To execute the resulting tool call, use the Python wrappers in the BioTool repository:

import sys
sys.path.insert(0, "/path/to/BioTool")
from ensembl.lookup.api import lookup_by_symbol

print(lookup_by_symbol(species="human", symbol="BRCA1"))

Training data

Source: the BioTool training split (data/BioTool_train.json).
Format: ShareGPT-style conversations of the form system → user → function_call, where function_call.value is a JSON object {"name": <tool_name>, "arguments": <dict>}.
Coverage: 127 tools across 3 databases (NCBI / UniProt / Ensembl).
Size: 5,632 samples (an additional 1,408 samples form the held-out test set used to evaluate the model).

Training setup

Base model: Qwen/Qwen3-4B-Instruct-2507
Tuning method: full fine-tuning (no LoRA)
Framework: LLaMA-Factory
Template: qwen3_nothink
Cutoff length: 2,048
Optimizer: AdamW (fused), lr=2e-5, cosine schedule, warmup_ratio=0.1
Epochs: 3
Effective batch size: 16 (per-device 1 × grad-accum 16)
Precision: bf16
Hyperparameter file: qwen3_4b.yaml in the BioTool repo's llamafactory_cfgs/

Evaluation

On the BioTool test split (1,408 samples), this model achieves the highest BioTool Score among the open-source models we evaluated, while also being the smallest (4B parameters).

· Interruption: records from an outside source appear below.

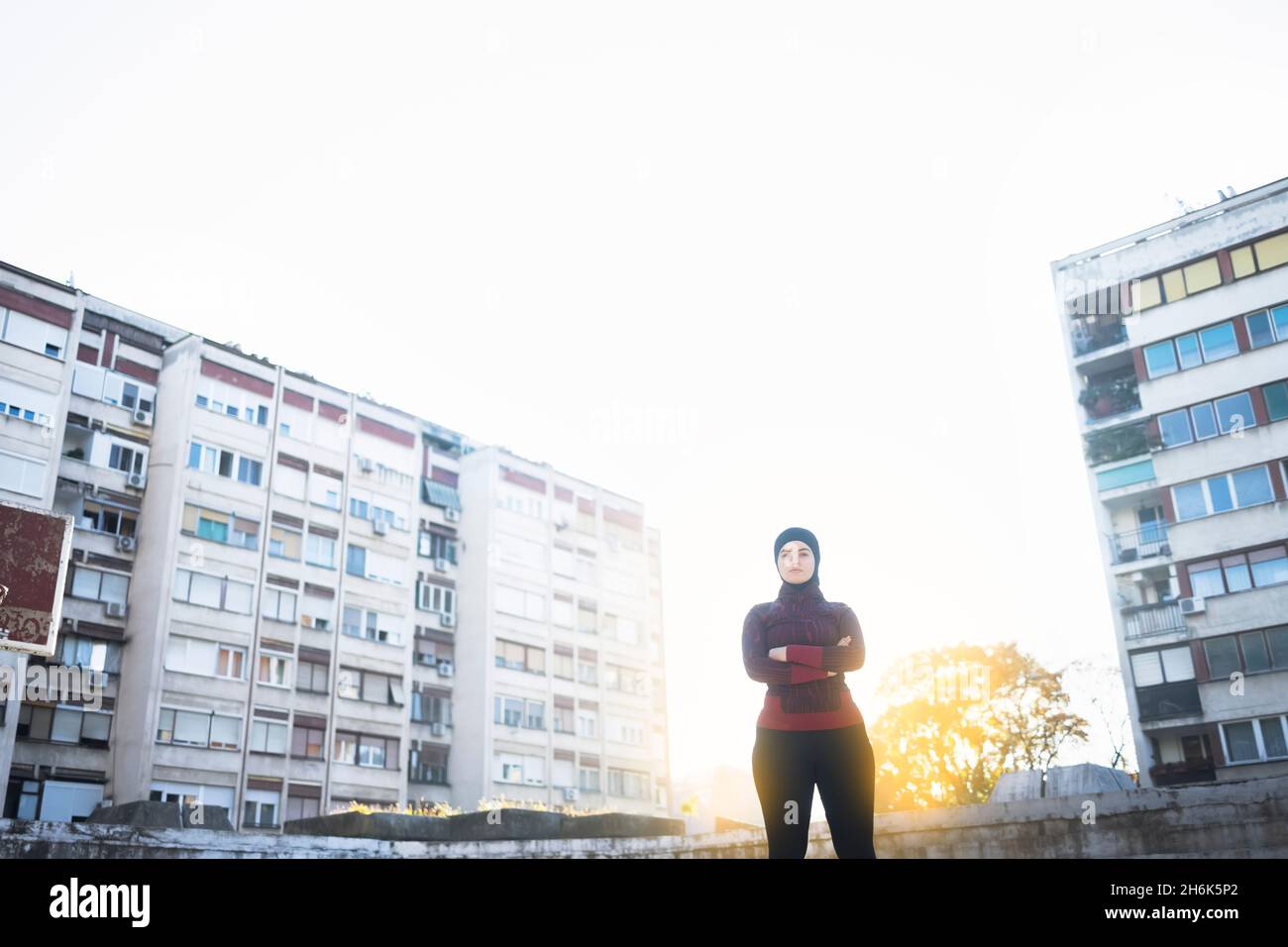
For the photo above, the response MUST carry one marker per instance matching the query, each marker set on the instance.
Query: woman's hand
(781, 654)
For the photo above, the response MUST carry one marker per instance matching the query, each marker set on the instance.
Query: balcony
(1177, 774)
(1108, 395)
(1117, 444)
(1138, 544)
(1157, 618)
(1168, 699)
(1096, 333)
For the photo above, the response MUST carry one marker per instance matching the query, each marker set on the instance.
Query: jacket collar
(800, 590)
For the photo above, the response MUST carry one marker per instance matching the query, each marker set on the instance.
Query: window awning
(439, 493)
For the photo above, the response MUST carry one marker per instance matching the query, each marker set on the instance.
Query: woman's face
(797, 562)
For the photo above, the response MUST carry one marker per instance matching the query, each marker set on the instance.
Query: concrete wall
(1228, 819)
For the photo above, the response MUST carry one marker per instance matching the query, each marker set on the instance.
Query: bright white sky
(807, 245)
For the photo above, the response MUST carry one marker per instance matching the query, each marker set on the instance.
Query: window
(1190, 350)
(127, 459)
(588, 617)
(219, 526)
(366, 505)
(625, 680)
(1237, 573)
(307, 741)
(64, 724)
(515, 711)
(33, 334)
(205, 657)
(366, 750)
(627, 783)
(89, 654)
(1247, 652)
(21, 474)
(1201, 421)
(312, 677)
(370, 686)
(1223, 492)
(231, 401)
(432, 596)
(284, 544)
(520, 657)
(526, 604)
(249, 471)
(372, 565)
(356, 561)
(373, 625)
(320, 551)
(436, 547)
(1276, 399)
(323, 491)
(1252, 741)
(101, 586)
(1166, 665)
(1267, 326)
(198, 728)
(217, 460)
(278, 605)
(290, 480)
(274, 671)
(26, 403)
(268, 736)
(211, 591)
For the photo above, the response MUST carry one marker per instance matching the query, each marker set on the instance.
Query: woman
(809, 728)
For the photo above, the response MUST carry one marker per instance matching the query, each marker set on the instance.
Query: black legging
(786, 764)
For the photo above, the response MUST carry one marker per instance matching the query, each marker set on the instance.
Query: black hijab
(798, 532)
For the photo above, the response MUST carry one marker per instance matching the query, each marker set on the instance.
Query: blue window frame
(1219, 342)
(1235, 412)
(356, 561)
(1160, 359)
(1189, 348)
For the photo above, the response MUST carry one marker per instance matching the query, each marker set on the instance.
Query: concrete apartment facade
(268, 579)
(1177, 347)
(567, 596)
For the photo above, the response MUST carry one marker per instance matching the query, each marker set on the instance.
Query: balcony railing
(1180, 698)
(1117, 444)
(1157, 618)
(1138, 544)
(1090, 338)
(1190, 771)
(1109, 397)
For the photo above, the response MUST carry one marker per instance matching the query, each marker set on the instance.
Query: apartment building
(562, 583)
(1177, 347)
(265, 578)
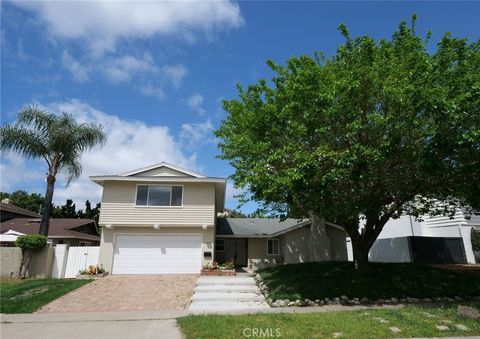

Per-database breakdowns and head-to-head numbers against GPT-5.1, GPT-5.1-Codex, Claude Sonnet 4.5 and Gemini 3 Pro are reported in the paper.

Citation

@misc{gao2026biotoolcomprehensivetoolcallingdataset,
      title={BioTool: A Comprehensive Tool-Calling Dataset for Enhancing Biomedical Capabilities of Large Language Models},
      author={Xin Gao and Ruiyi Zhang and Meixi Du and Peijia Qin and Pengtao Xie},
      year={2026},
      eprint={2605.05758},
      archivePrefix={arXiv},
      primaryClass={cs.CL},
      url={https://arxiv.org/abs/2605.05758},
}

License

Released under the Apache 2.0 license, inheriting from the base model. The underlying API responses used during training are subject to the licenses of the respective NCBI, UniProt and Ensembl services.